Converting lunar regolith into materials for Additive Manufacturing
A European Space Agency (ESA) Discovery project, led by the Danish Technological Institute (DTI), is currently investigating how lunar regolith can be converted into materials for Additive Manufacturing of electronic components on the Moon.
The Regolith to Repairs: ISRU for Additive Manufacturing of Electronics project focuses on enabling in-situ production of conductive inks and metal powders from locally available resources. By reducing reliance on Earth-based supply chains, the work aims to support future lunar missions with on-site repair and manufacturing capabilities.
As human missions return to the Moon under programmes such as Artemis, maintaining and repairing critical systems will become essential. Many of these systems depend on electronic circuits, and transporting replacement parts from Earth remains both costly and time-consuming. The DTI-led project addresses this challenge by exploring whether lunar regolith can serve as a feedstock for AM processes.
Lunar regolith contains approximately 40–45% oxygen by weight, chemically bound within its mineral structure. Extracting this oxygen – for use in propulsion or life support – leaves behind a metal-rich residue. The project evaluates whether this residual material can be processed into conductive feedstock suitable for Additive Manufacturing of electronic components.
At the core of the approach is molten salt electrolysis, in which regolith is processed in a calcium chloride electrolyte at temperatures between 800-1,000°C. When a voltage is applied, oxygen is released, leaving metallic alloys. Metalysis, based in Catcliffe, UK, which has collaborated with ESA and the UK Space Agency since 2019, is supplying both untreated and de-oxygenated simulated regolith for the study.
DTI is responsible for converting this metal-rich residue into usable feedstock for Additive Manufacturing. The institute is developing methods to produce conductive inks for AM circuits and metal powders for AM of larger components.
Christian Dalsgaard, Senior Consultant at DTI and principal investigator of the project, explained, “Every time you want to send a kilo into space, you need 15 kg of fuel to move it. There is an enormous advantage in being able to utilise local materials available on the Moon – for example, to repair critical parts.”
The ability to manufacture electronics on demand could support a wide range of applications, including maintenance of habitats, repair of robotic systems, and development of communications infrastructure.

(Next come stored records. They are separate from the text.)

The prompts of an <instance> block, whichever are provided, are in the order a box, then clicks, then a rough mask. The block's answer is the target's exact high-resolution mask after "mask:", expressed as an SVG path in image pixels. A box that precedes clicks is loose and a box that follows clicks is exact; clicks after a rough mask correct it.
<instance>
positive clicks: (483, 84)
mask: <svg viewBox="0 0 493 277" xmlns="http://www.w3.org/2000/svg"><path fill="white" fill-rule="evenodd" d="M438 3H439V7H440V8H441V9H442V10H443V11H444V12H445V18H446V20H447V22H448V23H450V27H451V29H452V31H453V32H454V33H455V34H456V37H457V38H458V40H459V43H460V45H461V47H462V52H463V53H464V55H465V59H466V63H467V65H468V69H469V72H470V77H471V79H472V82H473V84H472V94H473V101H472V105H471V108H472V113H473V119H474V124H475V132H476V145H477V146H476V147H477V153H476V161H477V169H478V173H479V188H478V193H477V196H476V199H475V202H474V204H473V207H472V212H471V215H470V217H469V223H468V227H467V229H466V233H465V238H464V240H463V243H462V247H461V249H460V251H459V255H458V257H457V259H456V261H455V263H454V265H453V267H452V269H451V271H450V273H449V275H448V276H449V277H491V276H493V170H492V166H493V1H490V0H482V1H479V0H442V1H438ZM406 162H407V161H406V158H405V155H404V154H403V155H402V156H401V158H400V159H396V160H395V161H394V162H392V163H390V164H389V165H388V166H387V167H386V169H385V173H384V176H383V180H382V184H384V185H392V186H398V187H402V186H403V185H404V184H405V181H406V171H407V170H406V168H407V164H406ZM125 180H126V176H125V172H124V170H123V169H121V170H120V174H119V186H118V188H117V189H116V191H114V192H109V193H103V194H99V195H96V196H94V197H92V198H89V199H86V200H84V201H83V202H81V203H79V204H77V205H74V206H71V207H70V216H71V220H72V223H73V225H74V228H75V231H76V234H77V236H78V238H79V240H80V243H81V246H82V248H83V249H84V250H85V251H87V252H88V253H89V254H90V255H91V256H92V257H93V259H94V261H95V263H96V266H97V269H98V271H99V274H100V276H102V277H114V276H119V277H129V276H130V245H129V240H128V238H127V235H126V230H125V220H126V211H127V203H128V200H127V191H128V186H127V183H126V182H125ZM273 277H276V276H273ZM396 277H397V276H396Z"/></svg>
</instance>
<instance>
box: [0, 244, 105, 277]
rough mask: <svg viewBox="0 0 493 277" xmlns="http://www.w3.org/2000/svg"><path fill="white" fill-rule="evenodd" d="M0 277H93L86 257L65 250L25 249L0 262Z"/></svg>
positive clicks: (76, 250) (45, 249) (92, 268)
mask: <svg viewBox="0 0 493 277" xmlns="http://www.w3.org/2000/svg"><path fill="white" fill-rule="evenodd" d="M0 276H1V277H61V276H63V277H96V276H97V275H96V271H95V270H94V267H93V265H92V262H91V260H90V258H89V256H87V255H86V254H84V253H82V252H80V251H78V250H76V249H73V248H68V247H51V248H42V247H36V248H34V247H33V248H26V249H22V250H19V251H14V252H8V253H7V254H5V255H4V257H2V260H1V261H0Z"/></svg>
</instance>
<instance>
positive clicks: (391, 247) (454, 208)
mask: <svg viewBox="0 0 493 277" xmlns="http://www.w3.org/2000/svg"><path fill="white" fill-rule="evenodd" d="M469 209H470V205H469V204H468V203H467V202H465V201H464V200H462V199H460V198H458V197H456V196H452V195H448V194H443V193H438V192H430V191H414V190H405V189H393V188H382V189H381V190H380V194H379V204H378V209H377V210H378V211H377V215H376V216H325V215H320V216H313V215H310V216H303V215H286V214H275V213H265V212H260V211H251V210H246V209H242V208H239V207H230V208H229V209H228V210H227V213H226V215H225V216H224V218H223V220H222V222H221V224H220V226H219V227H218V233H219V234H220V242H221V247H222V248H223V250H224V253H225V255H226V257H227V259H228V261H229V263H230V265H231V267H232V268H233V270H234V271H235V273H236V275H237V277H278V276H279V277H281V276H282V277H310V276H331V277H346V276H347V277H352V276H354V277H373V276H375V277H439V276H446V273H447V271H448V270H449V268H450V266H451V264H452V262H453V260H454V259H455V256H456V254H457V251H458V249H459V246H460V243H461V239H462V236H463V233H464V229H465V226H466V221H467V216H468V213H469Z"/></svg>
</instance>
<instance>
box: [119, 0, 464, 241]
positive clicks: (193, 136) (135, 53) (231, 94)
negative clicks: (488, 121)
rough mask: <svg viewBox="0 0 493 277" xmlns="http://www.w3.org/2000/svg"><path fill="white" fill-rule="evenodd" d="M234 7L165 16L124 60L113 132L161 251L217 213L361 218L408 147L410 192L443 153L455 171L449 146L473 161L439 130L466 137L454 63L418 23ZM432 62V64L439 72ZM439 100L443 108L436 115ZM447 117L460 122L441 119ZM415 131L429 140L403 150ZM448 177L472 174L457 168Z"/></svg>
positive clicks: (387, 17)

“The primary innovation of the project is converting the conductive part of regolith into a digitally printable material,” Dalsgaard added. “This opens new opportunities for off-Earth manufacturing of electronics for future space missions.”
Dr Rita Palumbo, Advanced Manufacturing of Electronics specialist at ESA, stated, “The farther humankind ventures into space, the less we can afford to carry everything we need from Earth. Advanced Manufacturing of Electronics is one of the areas ESA is exploring to understand how future missions might build, repair and adapt electronics.”
To validate the concept, DTI and Metalysis will produce conductive materials from simulated regolith and assess their suitability for Additive Manufacturing. Initial demonstrations will focus on producing conductive features such as wires, with potential applications including antenna fabrication directly on the lunar surface.
While currently a proof-of-concept study, the project forms part of a broader effort to establish regolith as a viable feedstock for electrical components. According to DTI, interest has already been shown by aerospace and defence sector stakeholders.
The project was submitted through ESA’s Open Space Innovation Platform (OSIP) and is funded under the Discovery element of ESA’s Basic Activities programme.